It is true that there is currently no cure, or totally effective prevention. But researchers understand the virus and the infection much better now. They have new tools that allow them to look at viruses at the molecular level. Any knowledge about the virus and how the host cat responds to it will have influence down the road. The Feline Genome has been sequenced, and with this important new feline DNA roadmap researchers will be able to identify viral genes responsible for causing disease (which will facilitate antiviral drug development) and host genes that confer resistance/susceptibility (which will facilitate genetic control).
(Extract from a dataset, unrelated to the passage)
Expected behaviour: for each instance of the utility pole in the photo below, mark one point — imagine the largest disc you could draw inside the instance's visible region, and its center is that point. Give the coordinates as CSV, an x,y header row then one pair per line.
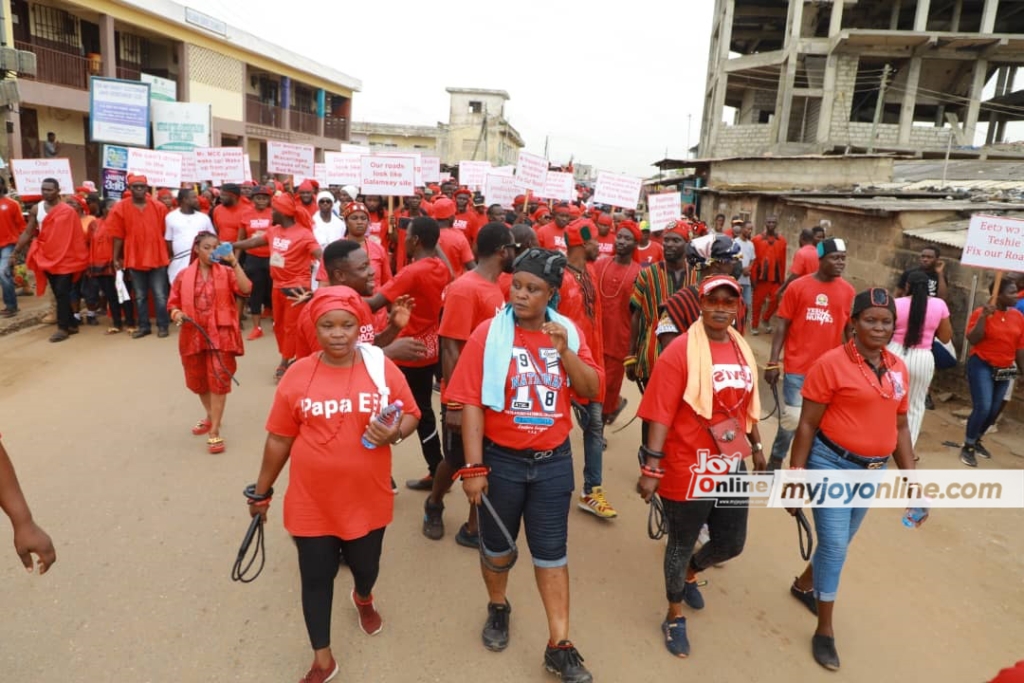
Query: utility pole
x,y
879,108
Understanding how the immune system affects both resistance and the form of FIP (wet vs. dry) will also be important. Immunity studies will focus on how to modify the immune system’s reaction to the virus. Understanding how to block inflammation and the development of anti-viral drugs would be ways to fight FIP. There is no reason why these can’t be developed. Drugs could be developed and used in FIP with some effect – like HIV/AIDS it could become a manageable disease
If the genetic basis for susceptibility can be identified, genetic testing would allow breeders to breed out the trait over several generations, while preserving valuable bloodlines. This is exactly what breeders are doing with many other genetic diseases, such as polycystic kidney disease in Persians and breeds with Persian blood. It potentially could also identify random bred cats that are at risk for the disease, allowing caretakers to reduce FIP deaths in shelters by limiting exposure to stressful environments or other factors.